Toby ist indes schon am Schnüffeln. Lauscht, blickt um sich, und beginnt zu suchen. Immer schneller läuft der Australian Shepherd durch die Dunkelheit. Einige Zeit sieht man ihn gar nicht mehr. Stille. Und dann: Gebell. Die Truppe folgt der Meldung. Die Suche war erfolgreich. In einem Karren hat Tobi die verletzte Person alias Susanne entdeckt. Jetzt warten Streicheleinheiten und Leckerlis als Belohnung auf den Vierbeiner.
Die Johanniter-Rettungshundestaffeln sind an 365 Tagen im Jahr rund um die Uhr im Einsatz. In Zusammenarbeit mit der Polizei und den Feuerwehren betreiben sie mit geprüften Rettungshundeteams die Personensuche nach Vermissten. Und all das machen die Mitglieder ehrenamtlich in ihrer Freizeit. Von ihrer Prüfung als Rettungshundeführerin berichtet Alexandra Kriechbaumer ganz detailliert. „Richtig nervös“ ist sie gewesen, denn: Bei der Prüfung fallen jedes Mal etwa 60 Prozent durch. Was erwartet Hund und Hundeführer bei einer Rettungsprüfung? Zuerst musste sie einen schriftlichen Teil ablegen, erklärt die 20-Jährige. Dann erfolgte die sogenannte Kompassarbeit. Dabei müsse man lernen, wie man sich im Wald mit einem Kompass zurechtfindet, ergänzt sie. Danach wurde die Zusammenarbeit mit dem Hund geprüft.
Vierbeiner müssen
Abstand halten
Bei den Rettungshunden unterscheide man zwischen einem Verbeller und einem Verweiser, erklärt Alexandra. Ihr Hund Toby sei ein Verbeller. Konkret bedeutet das, dass er loslaufe und zu bellen anfange, sobald er eine verletzte Person gefunden habe. Dabei sei wichtig, dass der Hund einen gewissen Abstand zur gefundenen Person einhält: „Der Hund darf den Menschen nicht berühren“, sagt Alexandra.
Beim Gehorsamkeitstest wiederum wurde geprüft, wie gut Hund und Hundeführer zusammen arbeiten. Der Hund muss auf Kommandos reagieren und auch ohne Leine folgen. Dann hieß es ran an die Suche: Lediglich 20 Minuten hatten die Teams Zeit, zwei Vermisste zu finden. Sobald der Vierbeiner die Person gefunden hatte, musste der Hundeführer Erstversorgung leisten.

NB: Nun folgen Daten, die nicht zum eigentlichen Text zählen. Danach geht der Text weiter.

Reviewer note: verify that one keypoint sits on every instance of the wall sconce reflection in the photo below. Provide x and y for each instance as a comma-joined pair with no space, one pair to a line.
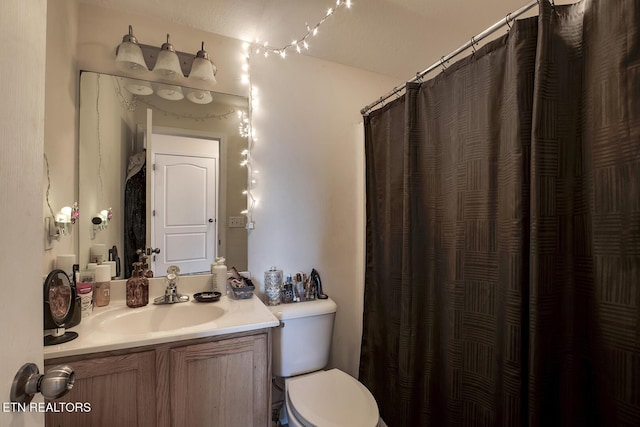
63,221
101,220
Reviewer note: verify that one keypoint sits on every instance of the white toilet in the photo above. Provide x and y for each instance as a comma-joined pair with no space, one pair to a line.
314,397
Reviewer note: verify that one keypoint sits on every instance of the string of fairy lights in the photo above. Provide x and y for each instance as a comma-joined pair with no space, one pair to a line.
246,127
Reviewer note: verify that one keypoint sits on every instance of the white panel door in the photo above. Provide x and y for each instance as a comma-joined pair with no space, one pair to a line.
184,219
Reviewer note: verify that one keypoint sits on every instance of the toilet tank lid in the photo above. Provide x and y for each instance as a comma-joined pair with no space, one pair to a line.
303,309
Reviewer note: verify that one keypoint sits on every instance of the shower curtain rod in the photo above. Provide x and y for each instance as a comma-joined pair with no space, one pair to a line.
474,40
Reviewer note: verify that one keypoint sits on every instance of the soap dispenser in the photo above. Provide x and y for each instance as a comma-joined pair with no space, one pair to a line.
137,287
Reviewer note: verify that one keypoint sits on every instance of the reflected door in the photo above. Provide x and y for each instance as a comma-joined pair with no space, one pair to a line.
185,210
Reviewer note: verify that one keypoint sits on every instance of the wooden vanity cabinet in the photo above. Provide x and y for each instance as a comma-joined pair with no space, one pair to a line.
119,388
216,381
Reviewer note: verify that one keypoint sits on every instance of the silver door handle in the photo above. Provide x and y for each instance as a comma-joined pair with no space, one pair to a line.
53,385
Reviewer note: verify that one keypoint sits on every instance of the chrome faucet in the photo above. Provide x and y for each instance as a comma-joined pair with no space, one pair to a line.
171,295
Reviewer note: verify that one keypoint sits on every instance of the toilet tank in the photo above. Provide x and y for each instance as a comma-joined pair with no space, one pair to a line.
302,342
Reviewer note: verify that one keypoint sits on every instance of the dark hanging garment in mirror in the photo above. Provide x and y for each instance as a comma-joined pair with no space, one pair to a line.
135,196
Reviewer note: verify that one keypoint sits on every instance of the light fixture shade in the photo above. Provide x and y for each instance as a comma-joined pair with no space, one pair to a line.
168,64
170,92
129,55
138,87
199,96
202,68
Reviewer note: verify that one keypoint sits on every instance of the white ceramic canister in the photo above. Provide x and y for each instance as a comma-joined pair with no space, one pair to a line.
219,276
102,286
273,285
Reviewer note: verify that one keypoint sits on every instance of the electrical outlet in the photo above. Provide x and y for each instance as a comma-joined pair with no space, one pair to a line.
236,222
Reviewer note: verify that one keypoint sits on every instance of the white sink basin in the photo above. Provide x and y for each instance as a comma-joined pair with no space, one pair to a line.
157,318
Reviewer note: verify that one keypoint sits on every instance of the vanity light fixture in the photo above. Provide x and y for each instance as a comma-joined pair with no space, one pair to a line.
101,220
169,63
129,54
202,68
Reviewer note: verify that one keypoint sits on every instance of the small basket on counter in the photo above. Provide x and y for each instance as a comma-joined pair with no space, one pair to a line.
241,287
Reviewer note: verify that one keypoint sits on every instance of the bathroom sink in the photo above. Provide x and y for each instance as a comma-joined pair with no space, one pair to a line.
157,318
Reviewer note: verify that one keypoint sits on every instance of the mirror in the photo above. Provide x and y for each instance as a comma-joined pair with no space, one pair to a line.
189,206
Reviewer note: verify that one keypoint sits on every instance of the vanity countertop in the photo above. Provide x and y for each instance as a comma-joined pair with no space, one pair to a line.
117,326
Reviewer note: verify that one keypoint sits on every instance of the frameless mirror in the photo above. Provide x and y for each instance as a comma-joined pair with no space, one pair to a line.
159,171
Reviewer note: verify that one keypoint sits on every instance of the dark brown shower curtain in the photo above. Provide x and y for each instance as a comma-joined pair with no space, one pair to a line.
503,231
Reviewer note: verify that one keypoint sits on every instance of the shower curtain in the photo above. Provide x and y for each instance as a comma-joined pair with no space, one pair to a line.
503,231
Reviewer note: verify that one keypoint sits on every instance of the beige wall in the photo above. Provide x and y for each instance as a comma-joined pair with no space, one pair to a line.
308,152
22,36
311,181
61,124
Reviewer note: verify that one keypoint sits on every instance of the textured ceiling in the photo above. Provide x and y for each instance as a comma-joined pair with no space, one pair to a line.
393,37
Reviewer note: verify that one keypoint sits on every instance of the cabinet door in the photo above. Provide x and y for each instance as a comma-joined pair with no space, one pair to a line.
224,383
120,389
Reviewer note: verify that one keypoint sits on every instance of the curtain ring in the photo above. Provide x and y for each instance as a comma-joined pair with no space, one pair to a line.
444,67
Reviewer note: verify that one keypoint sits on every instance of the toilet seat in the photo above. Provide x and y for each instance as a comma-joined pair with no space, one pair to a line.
331,399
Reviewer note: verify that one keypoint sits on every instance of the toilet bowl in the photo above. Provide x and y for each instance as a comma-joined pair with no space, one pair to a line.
329,399
300,353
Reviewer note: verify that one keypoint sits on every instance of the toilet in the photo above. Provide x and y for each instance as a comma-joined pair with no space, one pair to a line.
314,396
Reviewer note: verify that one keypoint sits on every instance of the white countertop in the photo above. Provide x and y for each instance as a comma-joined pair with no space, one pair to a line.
239,316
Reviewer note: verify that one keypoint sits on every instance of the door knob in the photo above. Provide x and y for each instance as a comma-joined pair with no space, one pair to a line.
53,384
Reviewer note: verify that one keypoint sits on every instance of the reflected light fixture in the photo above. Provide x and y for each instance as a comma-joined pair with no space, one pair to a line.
138,87
199,96
62,222
170,92
202,67
129,55
168,64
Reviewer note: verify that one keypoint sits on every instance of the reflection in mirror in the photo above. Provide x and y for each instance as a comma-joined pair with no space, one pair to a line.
187,204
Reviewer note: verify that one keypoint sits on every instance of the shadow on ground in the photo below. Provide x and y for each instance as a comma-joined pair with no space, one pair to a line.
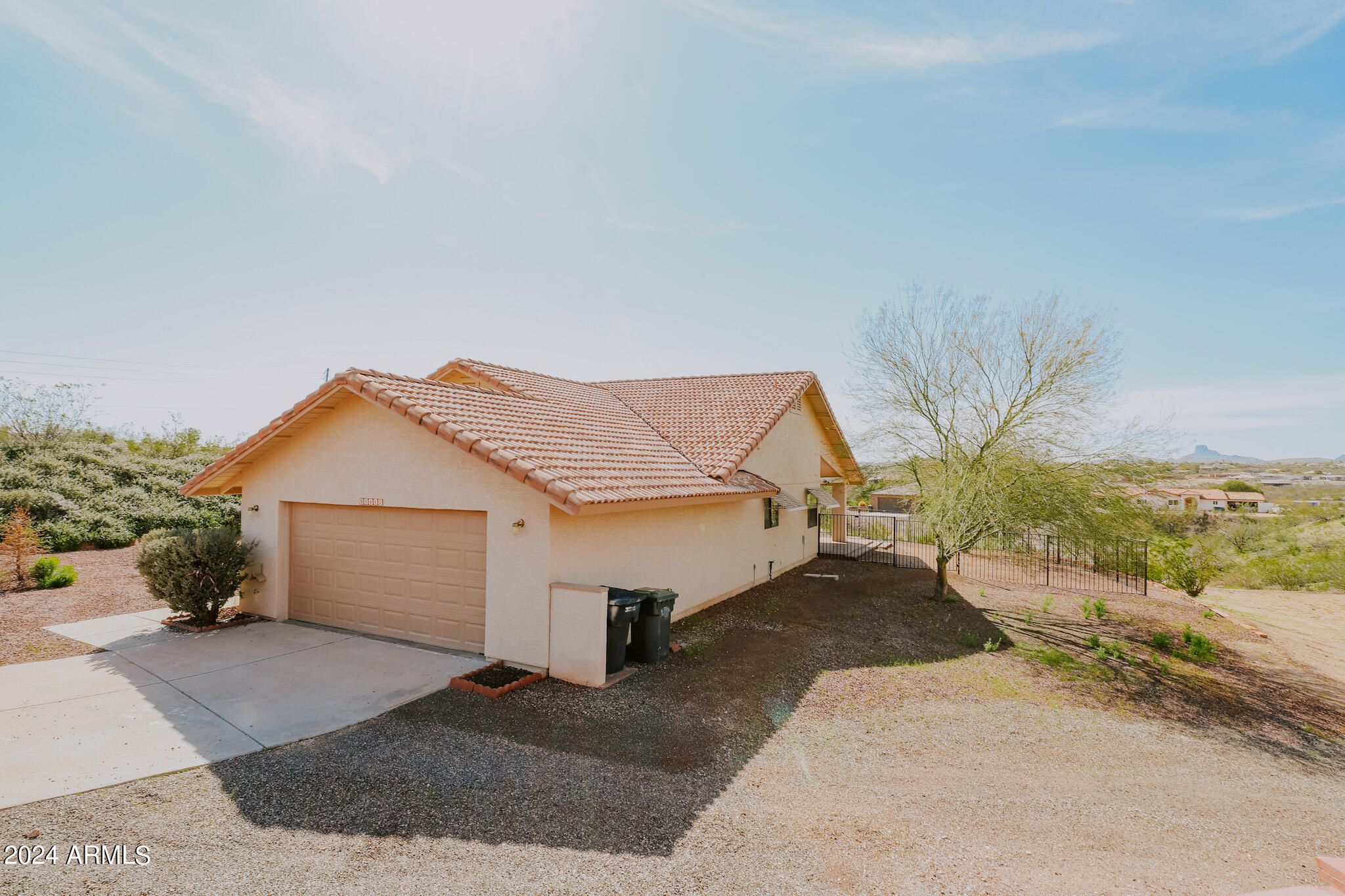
625,770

Die Eltern von Alexandra sind stolz auf ihre Tochter. „Alexandra hat zu 100 Prozent zielstrebig durchgearbeitet“, sagt Mama Sabine. Die Ausbildung selbst umfasste eine Sanitär- und eine Katastrophenschutz-Grundausbildung. Auch Einsatztaktiken, Erste Hilfe am Hund und eine GPS- und Funkausbildung waren Voraussetzung für die Prüfung.
Tiere bestimmen
ihr gesamtes Leben
Aber wie kommt eine 20-Jährige dazu, so einem außergewöhnlichen Hobby nachzugehen? „Meine Eltern sind beide ebenfalls in der Johanniter-Rettungshundestaffel aktiv und so bin ich in dieses Ehrenamt reingewachsen“, erklärt Alexandra.
Sowohl privat als auch beruflich ist sie von Tieren umgeben: Sie arbeitet als tiermedizinische Fachangestellte in einer Praxis. Zeit für andere Hobbys bliebe da wenig, wie die Bad Endorferin zugibt.
Aber die Arbeit bei den Johannitern mache „total Spaß“, das Team sei wie eine große Familie. Ihr Ehrenamt hinzuschmeißen, auf die Idee würde sie gar nicht erst kommen: „Das könnte ich auch meinem Hund nie antun, weil er das so gerne macht.“
Dass das kein Hobby für nebenbei ist, bestätigt auch Mutter, Sabine: „Das muss man leben.“ Ihre Hündin Amy wurde bereits zum zweiten Mal als Rettungshund geprüft. Trainiert hatte sie anfangs auch mit Toby. Doch als Tochter Alexandra in ihre Fußstapfen treten wollte, trat sie den Vierbeiner bereitwillig an sie ab. Der dritte Hund Peppels sei im Gegensatz zu den anderen beiden ein Therapiehund in Vogtareuth.
Sabine Kriechbaumer war es wichtig, dass ihre Vierbeiner etwas zur Gesellschaft beitragen. Alle 24 Monate müssen die Hunde die Prüfung wiederholen.
Die Ausbildung zum Rettungshund dauere etwa zwei bis drei Jahre. Für Alexandra und Toby kein Grund zur Sorge: Denn ein eingespieltes Team bleibt ein eingespieltes Team.